System Design Interview - Real-Time Error Monitoring Tool (Part-1)(Asked at Google, Apr '25)

S1E3 - Backend of Error Monitoring Tool

Aug 04, 2025

Hey everyone 👋 and welcome to Episode 3 of my System Design Interview Series!

Today, we’ll walk through a real-world design asked at Google in Apr '25, where question was asked by a Staff engineer from Texas, US.

We’ll break it down step-by-step and also highlight how to approach this in a real interview — with tips, structure, and thought process.

📬 Know someone preparing for interviews?

👉 Share this with them — this one covers streaming, real-time alerting, polyglot storage, and fault tolerance — everything you’d love to nerd out on.

🧩 Problem Statement

💬 Seen a similar question before?
How would you start breaking it down in a live interview? Drop your thoughts in the comments 👇

Leave a comment

1. ❓Clarifying Requirements (2 mins)

👥 Tenants & Volume:
Assume ~1,000 clients, sending a total of 100M error events/day
🧠 Error Grouping Logic:
Based on stack trace, exception type, and file + line number
⚡ Ingestion Latency:
Yes — ingestion must be fast (<100ms)
👉 Grouping & deduplication can happen asynchronously
🚨 Real-Time Alerting:
Yes — system must alert when a new unique error type is seen
🔐 Multi-Tenancy:
Yes — each SaaS customer must only see their own data
🗓️ Retention Period:
Configurable — system should allow data retention settings per tenant and support deletion of old error data
🏷️ Metadata Payload:
Each error may carry 2–4KB of metadata (e.g., tags, OS, browser, user ID)

❌ Mistake Alert:

Candidates often skip clarification. In real interviews, vague problems are intentional — show your thinking by asking back.

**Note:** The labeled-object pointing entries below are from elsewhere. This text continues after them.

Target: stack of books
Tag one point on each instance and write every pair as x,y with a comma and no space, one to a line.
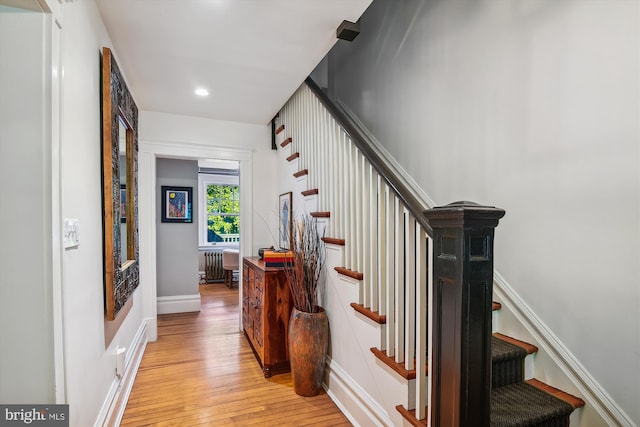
277,258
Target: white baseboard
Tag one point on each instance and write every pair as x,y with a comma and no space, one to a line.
178,304
592,392
116,401
354,402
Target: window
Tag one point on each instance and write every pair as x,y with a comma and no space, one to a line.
219,213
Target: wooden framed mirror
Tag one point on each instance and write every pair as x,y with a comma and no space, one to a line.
119,187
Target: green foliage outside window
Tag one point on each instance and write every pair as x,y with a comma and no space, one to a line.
223,209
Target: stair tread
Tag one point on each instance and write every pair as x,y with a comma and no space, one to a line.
367,312
349,273
522,404
572,400
529,348
398,367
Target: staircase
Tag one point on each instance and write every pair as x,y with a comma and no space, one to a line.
385,247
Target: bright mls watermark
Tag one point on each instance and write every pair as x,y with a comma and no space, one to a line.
34,415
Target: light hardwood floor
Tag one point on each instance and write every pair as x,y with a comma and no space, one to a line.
202,372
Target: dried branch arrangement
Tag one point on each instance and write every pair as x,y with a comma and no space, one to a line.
308,260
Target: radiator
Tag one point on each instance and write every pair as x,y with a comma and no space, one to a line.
213,267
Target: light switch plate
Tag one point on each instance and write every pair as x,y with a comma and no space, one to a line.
71,238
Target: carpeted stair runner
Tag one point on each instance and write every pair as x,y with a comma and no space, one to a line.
522,405
515,403
507,362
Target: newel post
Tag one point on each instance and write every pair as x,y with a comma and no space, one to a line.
462,305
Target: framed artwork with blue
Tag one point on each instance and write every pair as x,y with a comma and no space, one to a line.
176,204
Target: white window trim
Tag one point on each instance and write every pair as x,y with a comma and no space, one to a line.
204,180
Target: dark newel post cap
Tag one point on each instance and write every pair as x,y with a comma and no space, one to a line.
463,213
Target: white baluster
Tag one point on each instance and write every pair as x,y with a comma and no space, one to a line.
410,289
399,279
421,321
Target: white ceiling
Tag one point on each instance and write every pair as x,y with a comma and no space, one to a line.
250,54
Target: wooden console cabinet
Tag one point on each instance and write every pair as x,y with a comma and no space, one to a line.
266,306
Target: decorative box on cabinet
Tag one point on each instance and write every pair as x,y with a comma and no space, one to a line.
266,306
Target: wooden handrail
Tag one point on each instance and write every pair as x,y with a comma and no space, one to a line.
363,142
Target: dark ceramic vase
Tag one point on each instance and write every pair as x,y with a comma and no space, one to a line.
308,341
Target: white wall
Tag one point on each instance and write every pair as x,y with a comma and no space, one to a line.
531,106
177,243
90,364
26,331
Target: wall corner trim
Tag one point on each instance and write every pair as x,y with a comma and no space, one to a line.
354,402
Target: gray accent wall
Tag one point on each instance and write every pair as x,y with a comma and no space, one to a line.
26,317
177,243
531,106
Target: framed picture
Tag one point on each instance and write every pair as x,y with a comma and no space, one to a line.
285,226
176,204
123,203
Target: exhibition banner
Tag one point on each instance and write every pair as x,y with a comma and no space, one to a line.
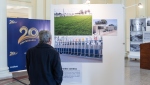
22,34
137,27
148,24
72,73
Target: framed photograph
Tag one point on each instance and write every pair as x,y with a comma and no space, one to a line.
138,24
136,36
72,21
135,47
105,27
148,22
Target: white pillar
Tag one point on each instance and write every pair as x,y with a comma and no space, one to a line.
4,73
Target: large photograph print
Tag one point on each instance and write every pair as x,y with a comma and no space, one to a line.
148,24
105,27
135,47
79,48
138,24
22,34
72,21
136,36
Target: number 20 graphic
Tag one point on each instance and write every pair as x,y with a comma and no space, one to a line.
27,34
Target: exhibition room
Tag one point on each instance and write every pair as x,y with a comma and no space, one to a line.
99,42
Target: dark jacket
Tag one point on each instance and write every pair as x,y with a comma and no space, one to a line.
44,65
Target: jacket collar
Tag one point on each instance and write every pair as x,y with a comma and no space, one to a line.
44,45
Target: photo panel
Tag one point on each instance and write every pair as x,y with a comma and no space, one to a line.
72,21
79,48
148,24
138,24
135,47
105,27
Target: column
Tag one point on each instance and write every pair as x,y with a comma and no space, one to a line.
4,72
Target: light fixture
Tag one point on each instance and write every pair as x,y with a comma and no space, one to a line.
139,5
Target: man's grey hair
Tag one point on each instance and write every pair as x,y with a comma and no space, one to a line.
44,36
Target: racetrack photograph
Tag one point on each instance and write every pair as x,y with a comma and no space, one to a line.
72,22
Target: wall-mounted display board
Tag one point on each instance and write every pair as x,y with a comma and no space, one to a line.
22,34
92,37
139,33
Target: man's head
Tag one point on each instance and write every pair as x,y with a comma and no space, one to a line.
45,36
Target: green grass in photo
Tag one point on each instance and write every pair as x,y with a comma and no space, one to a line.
73,25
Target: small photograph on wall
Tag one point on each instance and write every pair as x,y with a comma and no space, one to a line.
136,36
72,21
79,48
138,24
135,47
105,27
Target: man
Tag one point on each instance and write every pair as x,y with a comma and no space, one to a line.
43,62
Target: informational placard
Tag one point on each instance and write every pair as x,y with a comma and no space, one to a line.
148,24
146,36
72,73
22,34
77,37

💬 Got your own checklist of clarifying questions? I’d love to hear it — comment below 👇

Leave a comment

2. 📋 Functional Requirements (3 mins)

Although the functional requirements are mentioned in the question itself, I recommend explicitly listing them out to make it easier to refer back later.

You should write like this in interview setup :-

3. 🚦Non Functional Requirements (3 mins)

This is what I will write in interview setup :-

We layout Data model and api to map relevant FR . However, ask your interviewer if they prefer to skip to High-Level Design.

4. 🧱Data Model Design (2 mins)

Here's a smooth way to respond without getting stuck early on:

"I’ll jot down an initial data model based on what’s top-of-mind. We can refine this as we dive deeper into requirements and trade-offs."

🧠 Food for Thought

Think about basic classes which will be important to design the solution. Then, sketch something simple :

Like I told, You might not come up with all attributes of each model at this point . Let your interviewer know this is not final and you will come back if needed.

5. 🔌API Design (3 mins)

❌ Common Mistakes To Avoid

Ask Interviewer if they want to spend time here. Do not spend much time here. Interviewer might be looking for HLD on priority

🧠 Food for Thought:

Go through each ✨ functional requirement and identify which ones need an API to support or expose that feature. Focus on mapping each capability to a clear, purposeful endpoint

Always communicate to your interviewer that you will come back on to these if any modification is required.
Aim to reach here in 13-15 minutes

6. 🏗️High Level Design (10-15 minutes)

🧠 Food for Thought

In this section, we outline the High-Level Design (HLD), mapping it directly to the core Functional Requirements (FRs).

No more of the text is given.